There are a lot of unknowns so, this may be a hard nut to crack but, I'm
having problems. I am trying to revive my old AT&T 3B2/600G and I need
to re-install the os.
It has a 120MB tape drive and I have an image of the install tape. Thing
is the tape drive's capstan turned to liquid long ago. Typical Wangtek.
I have five here with melted rubber all over. The drive is a AT&T badged
5125ES scsi drive. From what I read they will read 60mb format tapes
but, not write them. They read/write QIC-120 and nothing else. The drive
actually id's as a wangtek ks23465 which is a at&t part number and
probably messes up the drivers from knowing what it is.
Anyway, I took the capstan out of a wangtek 5250es drive I bought off
ebay and put it in the 3b2 drive. Then I put it on both a solaris and
linux box. The problem I am having is, while it works fine, it uses way
more tape than normal. A 4mb file uses about a half of a dc600a cart
and about the same for a 6150. I can't fit the boot tape on a tape. Not
even close. Maybe four files and I have 37. I've tried using various
tools to set the density but, the drive just gives an i/o error if you
try. While I do have a few 6150 tapes I don't have an actual qic-120
tape. My understanding is a qic-150 tape should be fine for qic-120.

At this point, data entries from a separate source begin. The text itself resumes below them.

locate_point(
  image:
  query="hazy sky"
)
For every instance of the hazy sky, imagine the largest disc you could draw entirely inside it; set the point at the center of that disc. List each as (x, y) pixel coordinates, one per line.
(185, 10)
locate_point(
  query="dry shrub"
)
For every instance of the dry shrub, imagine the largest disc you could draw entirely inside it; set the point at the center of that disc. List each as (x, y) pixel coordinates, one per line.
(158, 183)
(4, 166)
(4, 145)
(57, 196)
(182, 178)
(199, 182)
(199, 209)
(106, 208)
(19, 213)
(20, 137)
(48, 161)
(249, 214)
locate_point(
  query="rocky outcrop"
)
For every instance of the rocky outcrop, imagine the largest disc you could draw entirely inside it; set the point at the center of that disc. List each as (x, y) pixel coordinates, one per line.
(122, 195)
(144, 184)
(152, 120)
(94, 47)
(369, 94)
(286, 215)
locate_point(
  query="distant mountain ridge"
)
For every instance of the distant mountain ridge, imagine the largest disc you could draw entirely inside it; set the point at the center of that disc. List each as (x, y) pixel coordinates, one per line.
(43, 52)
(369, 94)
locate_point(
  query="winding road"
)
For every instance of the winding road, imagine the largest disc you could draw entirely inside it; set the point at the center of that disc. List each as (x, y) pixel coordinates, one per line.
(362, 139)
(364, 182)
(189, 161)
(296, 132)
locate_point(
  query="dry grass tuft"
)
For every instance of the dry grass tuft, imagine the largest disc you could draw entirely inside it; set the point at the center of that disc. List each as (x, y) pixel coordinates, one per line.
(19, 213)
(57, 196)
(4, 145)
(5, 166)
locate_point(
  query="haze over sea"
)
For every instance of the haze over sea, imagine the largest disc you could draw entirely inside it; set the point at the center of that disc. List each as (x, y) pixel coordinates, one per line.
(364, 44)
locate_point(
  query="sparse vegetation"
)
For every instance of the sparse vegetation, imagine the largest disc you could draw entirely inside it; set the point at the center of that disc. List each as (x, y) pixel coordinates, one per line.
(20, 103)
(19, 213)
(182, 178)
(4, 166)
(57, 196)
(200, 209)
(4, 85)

So, could the capstan rubber be different enough to cause it to eat up
more tape or is it a driver/firmware issue ? The rubber looks about the
same as every wangtek one I've ever seen but, it's softer than I
remember them being. I have tried setting up solaris and linux with the
device name but, I think there are special characters in the id string
and I can't get either os's drivers to id it on boot. The commands like
probe-scsi give a lot of strange spaces after and before parts of the
device name as reported by the drive.